Re: Re[4]: [Snowball-discuss] an inconsistency with Russian stemmer

From: Oleg Bartunov (
Date: Sun Nov 18 2001 - 15:35:29 GMT

Good news, Martin !

It's pity I miss the discussion in the mailing list archive :-)
I'm going to subscribe now. Andrew has raised very important question
about diminutives form. What's about opposite forms like 'zaichishe' ?



PS. btw, Andrew, we could communicate in russian.
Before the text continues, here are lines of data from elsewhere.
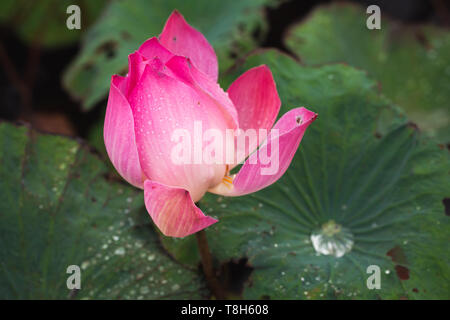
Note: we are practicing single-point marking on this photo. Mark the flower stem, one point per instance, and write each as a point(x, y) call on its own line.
point(207, 265)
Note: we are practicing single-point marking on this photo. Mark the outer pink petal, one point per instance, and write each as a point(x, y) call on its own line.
point(183, 40)
point(152, 48)
point(182, 69)
point(118, 134)
point(256, 99)
point(173, 210)
point(291, 128)
point(160, 105)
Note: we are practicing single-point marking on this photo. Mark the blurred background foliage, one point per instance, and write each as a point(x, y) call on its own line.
point(376, 161)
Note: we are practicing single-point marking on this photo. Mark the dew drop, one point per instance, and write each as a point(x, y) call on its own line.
point(119, 251)
point(332, 239)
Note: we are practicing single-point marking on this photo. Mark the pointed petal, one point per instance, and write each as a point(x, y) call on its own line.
point(161, 105)
point(255, 96)
point(152, 48)
point(258, 172)
point(183, 40)
point(118, 134)
point(182, 69)
point(173, 210)
point(256, 99)
point(136, 66)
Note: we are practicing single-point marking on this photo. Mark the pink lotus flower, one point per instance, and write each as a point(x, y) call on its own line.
point(171, 83)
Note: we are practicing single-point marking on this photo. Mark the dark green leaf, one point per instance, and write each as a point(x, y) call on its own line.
point(126, 24)
point(410, 62)
point(58, 208)
point(360, 166)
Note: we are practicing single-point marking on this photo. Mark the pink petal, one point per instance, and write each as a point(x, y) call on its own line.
point(251, 178)
point(150, 51)
point(183, 40)
point(256, 99)
point(152, 48)
point(160, 105)
point(118, 134)
point(182, 69)
point(173, 210)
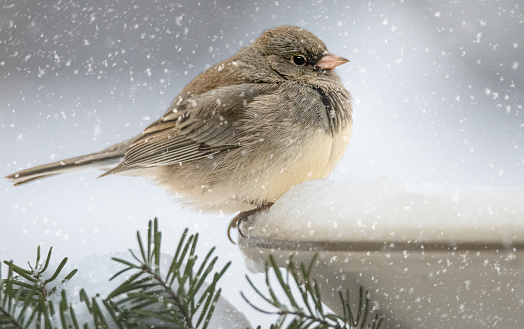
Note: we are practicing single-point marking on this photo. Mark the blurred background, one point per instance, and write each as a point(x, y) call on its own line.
point(437, 88)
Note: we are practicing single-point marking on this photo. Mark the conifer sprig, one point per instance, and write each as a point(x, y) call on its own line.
point(306, 310)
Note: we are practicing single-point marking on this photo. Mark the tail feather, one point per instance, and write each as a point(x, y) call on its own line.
point(103, 160)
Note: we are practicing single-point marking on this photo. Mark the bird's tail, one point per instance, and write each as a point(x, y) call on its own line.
point(103, 160)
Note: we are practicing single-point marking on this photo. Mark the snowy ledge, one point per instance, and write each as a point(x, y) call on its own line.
point(430, 256)
point(387, 214)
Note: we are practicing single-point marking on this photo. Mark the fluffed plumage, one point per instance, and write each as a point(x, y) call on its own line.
point(242, 133)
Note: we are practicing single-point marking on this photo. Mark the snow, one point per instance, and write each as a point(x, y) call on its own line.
point(388, 210)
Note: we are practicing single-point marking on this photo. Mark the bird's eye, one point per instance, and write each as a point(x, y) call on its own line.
point(299, 60)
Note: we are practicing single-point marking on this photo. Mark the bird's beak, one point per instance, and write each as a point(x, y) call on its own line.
point(329, 61)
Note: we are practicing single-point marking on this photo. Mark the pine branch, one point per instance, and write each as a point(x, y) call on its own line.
point(309, 311)
point(170, 298)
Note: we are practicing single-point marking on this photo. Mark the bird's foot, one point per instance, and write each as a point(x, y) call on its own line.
point(243, 216)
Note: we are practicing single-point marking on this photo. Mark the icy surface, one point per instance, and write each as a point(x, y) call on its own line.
point(386, 210)
point(93, 276)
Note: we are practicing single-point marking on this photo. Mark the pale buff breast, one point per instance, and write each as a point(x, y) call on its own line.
point(316, 159)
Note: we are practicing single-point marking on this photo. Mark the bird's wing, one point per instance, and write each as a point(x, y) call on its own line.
point(193, 128)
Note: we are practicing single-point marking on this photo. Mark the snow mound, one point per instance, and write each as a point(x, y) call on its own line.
point(385, 210)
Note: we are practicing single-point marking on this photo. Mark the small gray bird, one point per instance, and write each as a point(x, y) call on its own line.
point(242, 133)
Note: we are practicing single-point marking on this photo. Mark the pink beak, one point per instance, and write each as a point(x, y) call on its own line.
point(329, 61)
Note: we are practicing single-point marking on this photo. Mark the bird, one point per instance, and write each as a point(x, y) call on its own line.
point(242, 133)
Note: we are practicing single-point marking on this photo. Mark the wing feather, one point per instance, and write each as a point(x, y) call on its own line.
point(196, 127)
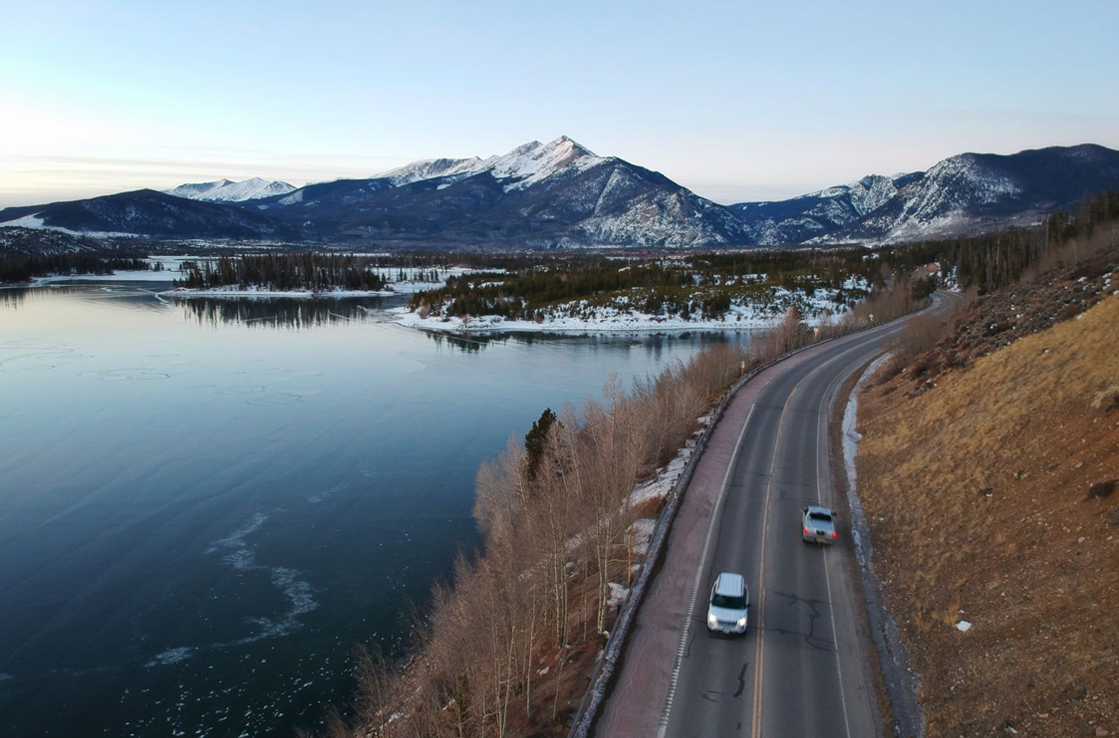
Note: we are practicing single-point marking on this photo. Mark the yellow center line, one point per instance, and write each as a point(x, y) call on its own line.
point(755, 729)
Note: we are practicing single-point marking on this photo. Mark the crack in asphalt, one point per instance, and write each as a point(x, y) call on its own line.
point(814, 613)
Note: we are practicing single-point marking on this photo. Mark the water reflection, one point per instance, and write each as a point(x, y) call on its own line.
point(655, 343)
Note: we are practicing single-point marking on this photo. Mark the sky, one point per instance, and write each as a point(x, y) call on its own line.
point(737, 101)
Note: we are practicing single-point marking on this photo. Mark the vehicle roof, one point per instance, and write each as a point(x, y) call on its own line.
point(732, 585)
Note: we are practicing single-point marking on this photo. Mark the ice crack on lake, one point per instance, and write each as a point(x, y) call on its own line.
point(238, 555)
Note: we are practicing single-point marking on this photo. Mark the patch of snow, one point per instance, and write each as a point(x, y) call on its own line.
point(618, 594)
point(225, 190)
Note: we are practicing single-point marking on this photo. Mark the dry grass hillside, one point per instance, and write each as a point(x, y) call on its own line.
point(990, 494)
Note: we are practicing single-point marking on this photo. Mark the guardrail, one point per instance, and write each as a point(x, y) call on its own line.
point(604, 668)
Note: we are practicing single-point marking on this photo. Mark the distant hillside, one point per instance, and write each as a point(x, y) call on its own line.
point(560, 195)
point(964, 195)
point(538, 195)
point(149, 213)
point(225, 190)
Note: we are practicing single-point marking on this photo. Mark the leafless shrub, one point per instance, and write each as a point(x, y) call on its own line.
point(1107, 399)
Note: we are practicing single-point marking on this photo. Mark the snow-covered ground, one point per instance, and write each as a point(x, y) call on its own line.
point(741, 317)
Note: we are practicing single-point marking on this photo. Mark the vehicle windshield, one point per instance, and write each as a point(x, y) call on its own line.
point(729, 602)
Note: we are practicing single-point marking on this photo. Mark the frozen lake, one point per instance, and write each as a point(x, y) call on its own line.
point(204, 505)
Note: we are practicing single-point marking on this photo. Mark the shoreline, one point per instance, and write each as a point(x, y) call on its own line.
point(619, 323)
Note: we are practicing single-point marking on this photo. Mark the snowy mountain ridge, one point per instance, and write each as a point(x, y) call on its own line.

On Sun, 18 Nov 2001, Martin Porter wrote:

> Andrew Aksyonoff has spotted something wrong with the definition of the
> Russian stemmer, so I am putting in a new definition of a slightly modified
> algorithm.
> The new definition is shorter and simpler, the snowball script is slightly
> shorter, and I think more natural, and the small number of words in the
> vocabulary which are affected by the change stem better than they did before.
> The essential change is that the adjective ending test always precedes the
> verb ending test, which has come about through removal of the 'verbal' test
> where it was done the other way round.
> I got a bit concerned about the removal of the reflexive endings not being
> in the context of the preceding ending (si^a is supposed to follow consonant
> and s' to follow vowel), but careful study of the vocabulary suggests that
> it does not matter, or at least does not matter very much, so I am leaving
> that alone.
> I will update the website with this change shortly. There are a number of
> other changes to go in so I'm not sure it will be today.
> Martin
> Andrew, if you are extending your stemmer to include diminutives ('ik',
> 'onok' etc) our stemmer definitions will probably diverge anyway, but it
> would be interesting to hear how you get on. I have tended to avoid endings
> of this type since in Dutch for example diminutives can radically affect
> meaning, in which case one does not want to remove them as part of an IR
> process. I don't know their significance in Russian, although I realise
> diminutives are used a lot with personal names.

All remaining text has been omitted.